Effective treatments for oxaliplatin-induced cold hypersensitivity remain a significant clinical challenge, primarily due to gaps in our understanding of the underlying pathophysiology. Our previous studies have indicated that kinesin-12 (KIF15) is expressed in neurons, suggesting its potential involvement in neurodevelopment and neuronal plasticity.
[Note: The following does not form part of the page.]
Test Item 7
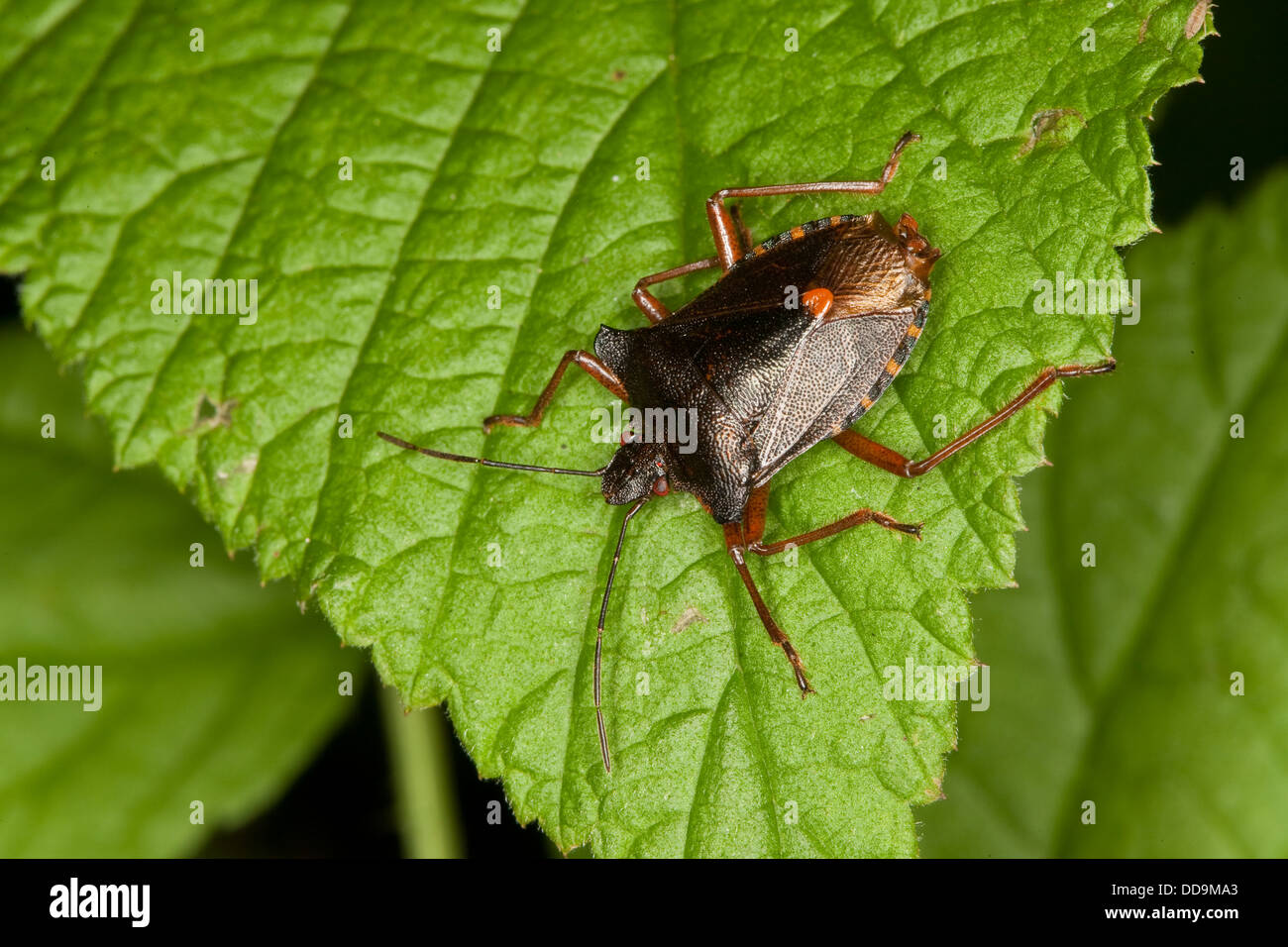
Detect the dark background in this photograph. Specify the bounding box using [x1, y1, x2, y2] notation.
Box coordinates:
[0, 1, 1288, 858]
However, its role in mediating chemotherapy-induced pain in primary sensory neurons has not yet been reported. In this study, we found that KIF15-knockout (Kif15-KO) mice showed an increase in cold sensitivity, with this heightened cold hypersensitivity being dependent on the accumulation of the TRP ankyrin 1 (TRPA1) channel on the cell membrane. We further demonstrated that in a model of oxaliplatin-induced peripheral neuropathy (OIPN), KIF15 expression was markedly reduced, coinciding with an increase in TRPA1 membrane localization and a physical interaction between KIF15 and Annexin A2 in peripheral sensory neurons. This suggests a mechanistic link where the loss of KIF15 disrupts the function of Annexin A2, enhancing the localization of TRPA1 on the cell membrane of dorsal root ganglion (DRG) neurons, thereby contributing to cold hypersensitivity. Our results offer a new understanding of the molecular mechanisms underlying chemotherapy-induced cold hypersensitivity, highlighting KIF15 as a key regulator and a potential therapeutic target for conditions like OIPN.